The exercise involved base fire department and security forces personnel, along with a cadre of representatives from MedStar, the base's safety office, bioenvironmental, emergency management and civil engineers, as well as twelve volunteers from the local Civil Air Patrol unit dressed as casualties.  Those victims, moulaged with mock injuries, added the realistic edge to the exercise at Selfridge, ensuring first responders can triage patients while assessing damage to facilities and ensuring missions can continue at the base.

For the exercise, high winds were reported several times to base facilities through the base weather shop and the secondary phone warning system, which ensured plausible progression for the scenario.  Eventually, the weather status reported increased to a tornado warning which prompted base personnel to take sheltering measures.

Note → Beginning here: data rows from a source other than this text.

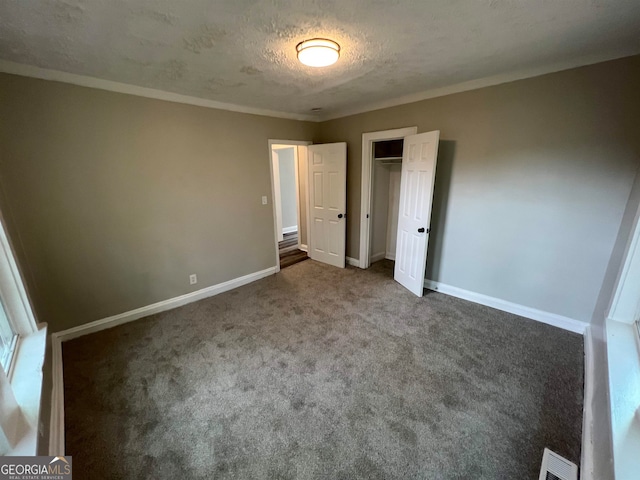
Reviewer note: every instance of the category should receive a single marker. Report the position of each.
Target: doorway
(288, 167)
(404, 216)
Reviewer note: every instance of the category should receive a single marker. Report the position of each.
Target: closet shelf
(389, 160)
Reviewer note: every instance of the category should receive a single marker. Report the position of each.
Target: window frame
(14, 299)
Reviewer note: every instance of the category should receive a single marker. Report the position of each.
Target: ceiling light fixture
(318, 52)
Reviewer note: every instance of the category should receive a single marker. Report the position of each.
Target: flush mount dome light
(318, 52)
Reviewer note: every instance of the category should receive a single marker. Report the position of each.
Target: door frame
(300, 201)
(367, 184)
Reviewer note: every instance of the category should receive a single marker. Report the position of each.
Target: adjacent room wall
(532, 181)
(113, 200)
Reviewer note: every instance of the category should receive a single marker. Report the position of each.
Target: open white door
(328, 202)
(416, 197)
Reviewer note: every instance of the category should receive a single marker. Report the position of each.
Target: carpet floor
(323, 373)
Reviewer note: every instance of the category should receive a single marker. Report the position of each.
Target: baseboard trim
(162, 306)
(586, 460)
(559, 321)
(56, 432)
(354, 262)
(376, 258)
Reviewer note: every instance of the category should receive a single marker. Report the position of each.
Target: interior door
(328, 202)
(416, 197)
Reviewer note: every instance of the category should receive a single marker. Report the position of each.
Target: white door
(414, 220)
(328, 202)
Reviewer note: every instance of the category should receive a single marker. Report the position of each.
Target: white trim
(277, 192)
(271, 144)
(366, 183)
(566, 323)
(14, 296)
(473, 85)
(296, 168)
(586, 460)
(101, 84)
(625, 304)
(56, 424)
(354, 262)
(162, 306)
(56, 433)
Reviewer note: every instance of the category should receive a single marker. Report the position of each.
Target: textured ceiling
(243, 51)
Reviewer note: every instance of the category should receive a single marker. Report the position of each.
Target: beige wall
(532, 181)
(113, 200)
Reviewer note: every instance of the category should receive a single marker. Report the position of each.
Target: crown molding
(474, 85)
(93, 82)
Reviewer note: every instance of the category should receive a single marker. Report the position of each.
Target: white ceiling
(242, 52)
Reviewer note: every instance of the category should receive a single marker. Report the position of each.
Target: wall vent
(554, 467)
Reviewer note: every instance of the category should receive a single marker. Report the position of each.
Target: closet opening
(380, 196)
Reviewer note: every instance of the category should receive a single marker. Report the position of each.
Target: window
(22, 347)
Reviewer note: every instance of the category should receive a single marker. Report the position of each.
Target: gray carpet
(322, 373)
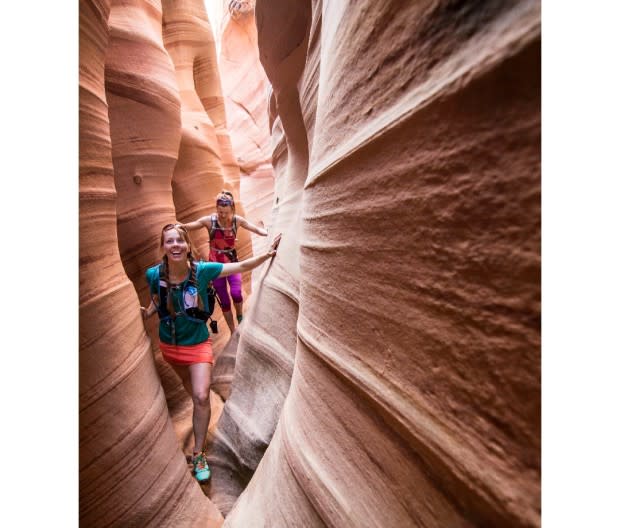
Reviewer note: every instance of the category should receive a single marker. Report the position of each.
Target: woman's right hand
(273, 249)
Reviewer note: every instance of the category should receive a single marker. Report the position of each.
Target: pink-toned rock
(415, 393)
(205, 165)
(145, 128)
(131, 470)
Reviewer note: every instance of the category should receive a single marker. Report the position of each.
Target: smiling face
(175, 244)
(225, 207)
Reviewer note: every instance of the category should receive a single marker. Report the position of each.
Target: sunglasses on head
(168, 227)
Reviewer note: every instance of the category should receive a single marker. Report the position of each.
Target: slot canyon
(387, 372)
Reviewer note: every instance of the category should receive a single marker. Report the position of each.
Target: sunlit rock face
(246, 90)
(132, 472)
(206, 164)
(411, 157)
(266, 350)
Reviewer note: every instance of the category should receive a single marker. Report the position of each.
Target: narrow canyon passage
(386, 371)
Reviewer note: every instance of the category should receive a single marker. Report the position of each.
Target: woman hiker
(178, 287)
(222, 227)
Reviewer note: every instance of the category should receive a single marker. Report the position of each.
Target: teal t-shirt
(187, 332)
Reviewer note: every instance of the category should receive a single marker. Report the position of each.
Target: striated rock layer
(412, 154)
(206, 164)
(131, 470)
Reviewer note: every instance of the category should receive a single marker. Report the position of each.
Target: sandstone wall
(389, 371)
(414, 397)
(131, 470)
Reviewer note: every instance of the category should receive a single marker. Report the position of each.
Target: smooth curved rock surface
(206, 164)
(245, 87)
(131, 470)
(265, 354)
(388, 372)
(415, 393)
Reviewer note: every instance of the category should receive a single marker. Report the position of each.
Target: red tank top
(222, 238)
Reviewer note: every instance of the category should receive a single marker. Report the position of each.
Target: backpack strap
(162, 293)
(214, 226)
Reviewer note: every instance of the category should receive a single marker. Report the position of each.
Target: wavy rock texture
(265, 354)
(132, 472)
(206, 164)
(414, 400)
(247, 92)
(245, 86)
(145, 128)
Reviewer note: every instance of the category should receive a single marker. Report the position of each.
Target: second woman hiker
(222, 227)
(178, 287)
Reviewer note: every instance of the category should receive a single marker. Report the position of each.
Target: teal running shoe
(201, 468)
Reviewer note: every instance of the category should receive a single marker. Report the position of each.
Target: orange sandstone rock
(131, 470)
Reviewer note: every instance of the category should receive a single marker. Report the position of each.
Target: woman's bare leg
(200, 375)
(183, 373)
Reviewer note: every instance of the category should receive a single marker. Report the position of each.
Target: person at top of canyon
(178, 287)
(222, 227)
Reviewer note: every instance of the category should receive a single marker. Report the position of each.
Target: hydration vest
(189, 296)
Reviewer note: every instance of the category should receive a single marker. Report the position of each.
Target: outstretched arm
(251, 227)
(203, 221)
(251, 263)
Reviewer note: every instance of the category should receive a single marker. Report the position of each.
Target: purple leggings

After the severe weather warning passed, facilities were checked and personnel accountability was the initial priority, causing base officials to roll into setting up unit control centers and establishing the emergency operations center.  When casualties and destruction were found at the base gym, the Fire Department responded accordingly. "In a base this size, with this many tenants, we must practice our accountability procedures in order to perform seamlessly in the event of an actual disaster," said Exercise Evaluation Team director, Maj. Brian Davis.

While the 127th Wing is host unit at the 3,000 acre base, there are more than 40 tenant units from various DoD and DHS agencies - many of which are Guard or Reserve units -  which can complicate reporting procedures, through various chains of command as well as to the base first responders.

"We're working toward streamlining our base disaster response and recovery procedures, ensuring we understand everyone's capabilities and mission priorities," Davis explained.  "By thinking about the worst-case scenarios, we're able to practice like we would actually respond and better prepare for the future."